Back home, he removed his shoes at the front door and cre
pt into the bedroom he and his wife shared, listening for her damp, familiar breathing. Instead of his sleeping wife, he found a woman, or something, an individual sitting upright and naked on the edge of their bed. The blinds had been pulled up. Anyone could have looked in. Her—its?—body was illuminated by the porch light outside. Michael didn’t recognize its features. Its blank back that did not show the curve of any bones. The strands of colorless hair that had fallen out of a clip. It seemed an inappropriate dream, considering what had recently taken place in that bed.
He looked again, wishing he could recognize his wife.
He saw his wife, naked, her legs crossed at the ankle.
A trick of the porch light.
She had laid out several photographs on top of his pillow. “I thought you were sleeping,” he said. “You should be sleeping.” At first, he thought they were closeup photos of a butterfly’s chrysalis stage taken at an unusual angle. He looked closer. The cocoons were enormous, and each one had been set upon a bed. Inside each cocoon was the outline of a woman, scrunched, head to her knees. The last picture showed an appendage, an arm?—no, it was too odd to call an arm—working its way out.
His wife wrote something down on a yellow Post-it. Michael did not read what she wrote.
He gathered up the photographs, and crumpled them, and threw them into the garbage. “I don’t want to look at shit like that anymore.”
She wrote something else down.
“I want to look at you.”
She wrote something else.
She wrote something else again.
His pillow was filling up with Post-its.
“I love you so much right now,” he said. “Are you listening to me?”

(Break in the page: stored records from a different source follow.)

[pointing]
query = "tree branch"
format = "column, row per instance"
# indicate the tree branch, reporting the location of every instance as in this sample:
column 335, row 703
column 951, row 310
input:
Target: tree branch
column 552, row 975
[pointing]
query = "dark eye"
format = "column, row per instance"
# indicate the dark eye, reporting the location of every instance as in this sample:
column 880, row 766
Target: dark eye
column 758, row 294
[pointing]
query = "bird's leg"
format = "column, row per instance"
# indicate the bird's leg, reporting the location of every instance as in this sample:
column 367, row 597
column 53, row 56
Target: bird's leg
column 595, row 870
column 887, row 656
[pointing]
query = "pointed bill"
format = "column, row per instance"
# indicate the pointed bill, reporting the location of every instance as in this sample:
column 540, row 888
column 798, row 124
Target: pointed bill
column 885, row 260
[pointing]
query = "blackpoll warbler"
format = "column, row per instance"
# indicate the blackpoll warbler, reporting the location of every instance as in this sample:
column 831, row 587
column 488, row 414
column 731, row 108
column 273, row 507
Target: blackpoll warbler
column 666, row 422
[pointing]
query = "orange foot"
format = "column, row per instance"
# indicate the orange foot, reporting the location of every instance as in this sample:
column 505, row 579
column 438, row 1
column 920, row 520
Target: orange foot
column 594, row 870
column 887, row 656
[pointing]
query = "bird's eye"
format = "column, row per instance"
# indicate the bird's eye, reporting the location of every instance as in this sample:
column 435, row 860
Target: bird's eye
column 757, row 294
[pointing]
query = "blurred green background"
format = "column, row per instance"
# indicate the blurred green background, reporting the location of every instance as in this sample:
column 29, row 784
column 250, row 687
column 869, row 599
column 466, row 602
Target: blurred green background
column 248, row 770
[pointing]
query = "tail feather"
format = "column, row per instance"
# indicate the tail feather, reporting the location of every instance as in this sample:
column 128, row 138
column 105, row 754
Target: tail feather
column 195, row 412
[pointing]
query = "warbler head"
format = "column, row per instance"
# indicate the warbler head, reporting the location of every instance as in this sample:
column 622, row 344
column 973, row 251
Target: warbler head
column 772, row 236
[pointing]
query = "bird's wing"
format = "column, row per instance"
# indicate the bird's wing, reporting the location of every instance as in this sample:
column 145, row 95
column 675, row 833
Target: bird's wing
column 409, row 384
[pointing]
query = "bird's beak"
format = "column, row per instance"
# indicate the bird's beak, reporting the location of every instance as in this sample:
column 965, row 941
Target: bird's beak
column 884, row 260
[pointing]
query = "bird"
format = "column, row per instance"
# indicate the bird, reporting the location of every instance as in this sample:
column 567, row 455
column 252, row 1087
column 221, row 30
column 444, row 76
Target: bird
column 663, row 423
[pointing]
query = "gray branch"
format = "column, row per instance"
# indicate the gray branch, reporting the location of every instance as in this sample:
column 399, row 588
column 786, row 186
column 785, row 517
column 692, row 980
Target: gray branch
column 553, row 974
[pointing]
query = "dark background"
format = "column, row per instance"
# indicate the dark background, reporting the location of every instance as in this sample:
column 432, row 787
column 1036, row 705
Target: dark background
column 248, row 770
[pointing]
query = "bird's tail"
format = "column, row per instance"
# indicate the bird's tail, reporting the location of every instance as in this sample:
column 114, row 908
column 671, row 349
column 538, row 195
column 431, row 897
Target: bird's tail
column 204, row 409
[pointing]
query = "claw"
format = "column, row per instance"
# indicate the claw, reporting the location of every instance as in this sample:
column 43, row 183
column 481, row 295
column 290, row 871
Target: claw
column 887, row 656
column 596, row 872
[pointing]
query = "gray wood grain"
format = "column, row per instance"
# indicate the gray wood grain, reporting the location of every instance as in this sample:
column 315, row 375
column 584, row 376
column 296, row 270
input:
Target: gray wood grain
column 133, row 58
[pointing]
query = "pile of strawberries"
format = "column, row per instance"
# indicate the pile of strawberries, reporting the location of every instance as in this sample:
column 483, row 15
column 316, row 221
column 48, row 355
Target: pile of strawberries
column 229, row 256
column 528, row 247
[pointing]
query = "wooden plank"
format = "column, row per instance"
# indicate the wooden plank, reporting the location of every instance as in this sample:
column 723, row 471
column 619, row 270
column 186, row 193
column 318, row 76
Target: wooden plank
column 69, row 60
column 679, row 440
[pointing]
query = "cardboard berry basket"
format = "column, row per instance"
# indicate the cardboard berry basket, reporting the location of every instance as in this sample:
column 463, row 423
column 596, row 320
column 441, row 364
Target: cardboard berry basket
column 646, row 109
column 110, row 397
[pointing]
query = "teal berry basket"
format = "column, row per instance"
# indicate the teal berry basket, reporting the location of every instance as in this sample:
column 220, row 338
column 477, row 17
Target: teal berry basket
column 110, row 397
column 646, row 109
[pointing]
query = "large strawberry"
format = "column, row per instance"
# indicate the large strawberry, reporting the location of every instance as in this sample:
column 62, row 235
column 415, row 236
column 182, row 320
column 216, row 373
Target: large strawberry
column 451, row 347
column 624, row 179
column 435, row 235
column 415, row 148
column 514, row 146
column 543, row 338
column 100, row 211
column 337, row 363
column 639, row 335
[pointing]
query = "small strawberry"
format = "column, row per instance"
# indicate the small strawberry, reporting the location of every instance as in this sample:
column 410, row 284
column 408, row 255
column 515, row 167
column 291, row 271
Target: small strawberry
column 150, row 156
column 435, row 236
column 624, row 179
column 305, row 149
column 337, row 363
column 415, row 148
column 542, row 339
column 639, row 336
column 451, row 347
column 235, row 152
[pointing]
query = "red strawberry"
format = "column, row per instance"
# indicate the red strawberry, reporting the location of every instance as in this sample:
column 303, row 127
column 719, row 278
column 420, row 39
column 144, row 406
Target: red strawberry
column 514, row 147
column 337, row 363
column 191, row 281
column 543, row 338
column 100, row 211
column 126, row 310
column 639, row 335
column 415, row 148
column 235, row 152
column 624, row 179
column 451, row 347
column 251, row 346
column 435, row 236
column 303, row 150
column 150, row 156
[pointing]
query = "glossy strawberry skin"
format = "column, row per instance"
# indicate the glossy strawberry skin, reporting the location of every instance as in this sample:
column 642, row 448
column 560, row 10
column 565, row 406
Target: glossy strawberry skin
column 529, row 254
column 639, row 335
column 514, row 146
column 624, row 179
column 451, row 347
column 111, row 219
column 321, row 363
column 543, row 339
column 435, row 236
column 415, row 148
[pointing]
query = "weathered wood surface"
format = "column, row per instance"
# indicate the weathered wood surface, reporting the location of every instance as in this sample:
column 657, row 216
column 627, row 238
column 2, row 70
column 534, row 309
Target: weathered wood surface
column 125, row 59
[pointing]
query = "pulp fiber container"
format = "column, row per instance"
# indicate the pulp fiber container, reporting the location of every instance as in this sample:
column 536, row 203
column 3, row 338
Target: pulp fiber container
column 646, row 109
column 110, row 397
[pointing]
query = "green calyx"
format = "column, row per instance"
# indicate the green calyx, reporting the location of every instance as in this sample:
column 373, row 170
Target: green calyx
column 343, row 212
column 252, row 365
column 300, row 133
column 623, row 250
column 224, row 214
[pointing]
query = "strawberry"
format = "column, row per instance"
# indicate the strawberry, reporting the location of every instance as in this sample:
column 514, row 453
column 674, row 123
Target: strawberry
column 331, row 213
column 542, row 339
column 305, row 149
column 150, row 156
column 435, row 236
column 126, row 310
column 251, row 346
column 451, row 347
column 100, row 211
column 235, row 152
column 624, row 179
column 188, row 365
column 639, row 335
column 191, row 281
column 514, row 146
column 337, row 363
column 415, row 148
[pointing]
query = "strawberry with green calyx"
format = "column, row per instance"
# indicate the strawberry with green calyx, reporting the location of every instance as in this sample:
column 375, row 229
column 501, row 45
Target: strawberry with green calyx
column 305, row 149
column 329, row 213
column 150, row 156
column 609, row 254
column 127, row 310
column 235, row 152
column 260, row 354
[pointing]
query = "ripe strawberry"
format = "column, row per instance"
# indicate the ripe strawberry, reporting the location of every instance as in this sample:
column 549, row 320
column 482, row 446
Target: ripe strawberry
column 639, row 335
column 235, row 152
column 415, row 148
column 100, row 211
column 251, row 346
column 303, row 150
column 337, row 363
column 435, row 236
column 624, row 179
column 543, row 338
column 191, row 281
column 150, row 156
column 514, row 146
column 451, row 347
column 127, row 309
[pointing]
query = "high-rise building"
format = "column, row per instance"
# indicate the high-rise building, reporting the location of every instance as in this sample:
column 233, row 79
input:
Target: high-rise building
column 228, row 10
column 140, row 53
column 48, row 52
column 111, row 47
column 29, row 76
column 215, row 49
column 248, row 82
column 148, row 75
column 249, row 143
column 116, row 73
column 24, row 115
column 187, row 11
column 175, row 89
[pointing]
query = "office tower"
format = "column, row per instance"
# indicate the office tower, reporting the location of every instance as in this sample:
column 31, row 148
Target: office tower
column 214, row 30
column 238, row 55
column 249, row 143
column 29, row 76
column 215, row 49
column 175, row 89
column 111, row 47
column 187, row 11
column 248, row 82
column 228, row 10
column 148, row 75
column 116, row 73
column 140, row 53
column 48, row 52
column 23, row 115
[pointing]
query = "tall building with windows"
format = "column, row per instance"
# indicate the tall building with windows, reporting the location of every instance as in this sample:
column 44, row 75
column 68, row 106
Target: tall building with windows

She wrote again. He took away her pen, and she moved to the window on her side of the room. The kids had abandoned their bikes in the driveway though snow was predicted overnight, an early blizzard. For the moment, the ground was bare and sterile. There was nothing magical about the scene. Michael stood on the other side of the bed looking out of the same window though from a different angle so he couldn’t see the bikes. People’s lives didn’t need to be magical to be worthwhile, he wanted to say. We are enough as we are. You were enough for me. He would tell her this tomorrow. “Come on, let’s go to bed,” Michael said, brushing the Post-its from his pillow. They fluttered to the floor. His wife lay on her side of the mattress. She faced the window. He lay beside her on his back. When they woke the next morning, the world was buried.